How to Help Your Child Recover from a Cold


With the start of a new school year, cold and flu season isn’t far behind. Children are more prone to getting colds and the flu because they don’t have a strong immune system the way most adults do. In fact, most children average between 6 and 10 colds each year. Dealing with the constant barrage of sniffles and coughs can make for a long school year. The good news is, there are multiple ways to treat your child’s cold symptoms and have them on their way to feeling better in no time.

Avoid OTC Cold Medications

Your first thought when your child starts coughing and sneezing might be to reach for that bottle of cold medicine. Cold medicine is not proven to be effective in children under the age of 12, and pediatricians warn that it can be dangerous if given to children under the age of 4.

Children’s bodies are not built the same as adults, so their bodies cannot process decongestants and other medications in the same manner. This can lead to potentially life-threatening consequences if the cold medicine is not given correctly. That’s why it’s best to avoid them altogether and try more safe, proven remedies.

Stick with Simple

A simple saline solution is one of the best ways to relieve nasal congestion in your child. It’s safe and can even be used in infants as young as six months of age. You can either place a few drops into each nostril several times a day to moisten their nasal passages and loosen up mucus, or have your older child spray the solution into each nostril and gently blow their nose after.

Keep it Moist

Dry, cracked nasal passages allow germs to enter the body, leading to more frequent colds and bouts of the flu. Using a humidifier in your child’s room or a whole house humidifier is the best way to avoid the dry air that can wreak havoc on nasal passages.

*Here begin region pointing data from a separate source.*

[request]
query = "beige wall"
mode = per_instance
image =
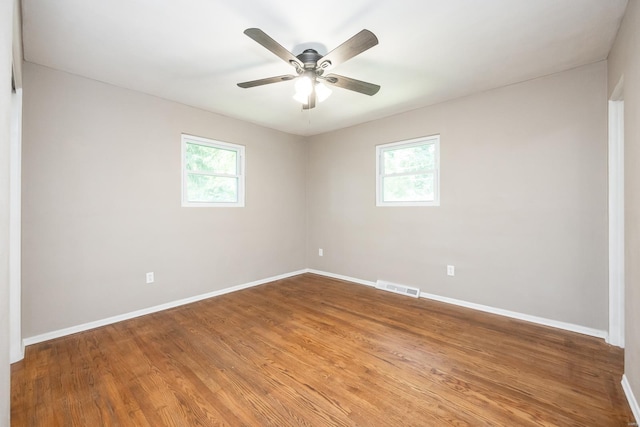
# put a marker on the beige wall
(6, 37)
(101, 203)
(624, 60)
(523, 213)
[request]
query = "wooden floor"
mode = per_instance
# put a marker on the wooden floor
(313, 351)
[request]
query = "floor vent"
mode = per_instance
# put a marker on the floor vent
(398, 289)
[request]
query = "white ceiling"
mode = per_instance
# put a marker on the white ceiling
(194, 51)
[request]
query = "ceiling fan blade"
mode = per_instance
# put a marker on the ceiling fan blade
(357, 44)
(262, 38)
(351, 84)
(266, 81)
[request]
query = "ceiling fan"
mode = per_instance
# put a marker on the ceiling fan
(310, 67)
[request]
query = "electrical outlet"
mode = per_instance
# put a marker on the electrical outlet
(451, 270)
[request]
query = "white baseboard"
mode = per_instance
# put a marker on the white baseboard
(520, 316)
(488, 309)
(633, 403)
(110, 320)
(341, 277)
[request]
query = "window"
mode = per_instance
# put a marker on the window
(212, 173)
(408, 173)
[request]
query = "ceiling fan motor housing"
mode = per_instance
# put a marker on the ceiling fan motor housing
(310, 58)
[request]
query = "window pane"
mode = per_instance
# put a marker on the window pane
(410, 159)
(408, 188)
(206, 188)
(211, 159)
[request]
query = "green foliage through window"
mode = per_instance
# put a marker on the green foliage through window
(408, 172)
(211, 173)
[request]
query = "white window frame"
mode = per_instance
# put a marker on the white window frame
(380, 149)
(240, 176)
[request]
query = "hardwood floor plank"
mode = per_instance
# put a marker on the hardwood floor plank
(314, 351)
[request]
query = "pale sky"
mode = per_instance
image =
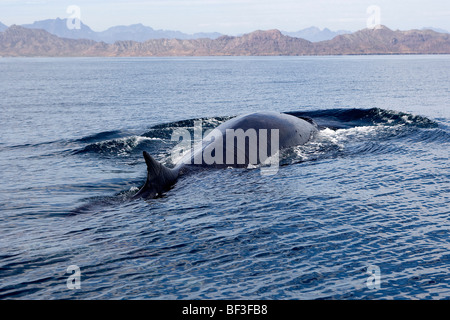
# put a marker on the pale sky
(234, 16)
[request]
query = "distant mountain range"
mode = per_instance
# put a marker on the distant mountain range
(141, 33)
(135, 32)
(20, 41)
(314, 34)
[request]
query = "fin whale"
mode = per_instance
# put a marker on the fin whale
(271, 131)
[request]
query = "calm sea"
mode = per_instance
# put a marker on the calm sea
(361, 212)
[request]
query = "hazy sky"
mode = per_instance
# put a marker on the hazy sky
(233, 16)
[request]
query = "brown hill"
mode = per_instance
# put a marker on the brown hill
(19, 41)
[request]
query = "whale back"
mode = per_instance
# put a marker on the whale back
(239, 142)
(250, 139)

A cool-mist humidifier is also soothing to a child when they are suffering from a cold. The cool, moist air helps to loosen mucus in both the chest and nasal passages, making for a more productive cough and less nasal congestion.

Treat the Fever

A low-grade fever often comes along with a cold, which can leave your child feeling tired and miserable. Treating any fever over 100.4 with a safe medication like Tylenol or Advil is the best way to keep your child comfortable. Once their fever breaks and they’ve been fever-free for 24 hours without any medication, they can return to school.

You can also use cool washcloths on the forehead to make your child more comfortable and help to naturally reduce their body temperature. Avoid putting your child into a cold bath or shower to lower their fever as this can dangerously reduce their body temperature and lead to bigger problems.

Push Fluids

Keeping mucus loose and flowing out of the body is the quickest way to help your child recover from a cold. Warm liquids like tea and chicken broth can soothe the throat and clear up nasal passages. Cool liquids like orange juice, apple juice, and frozen popsicles are also soothing to sore throats and often contain vitamins that can boost the immune system. Even if they aren’t hungry, keep offering them fluids at least every half hour to make sure they don’t become dehydrated, especially if they are suffering from a fever.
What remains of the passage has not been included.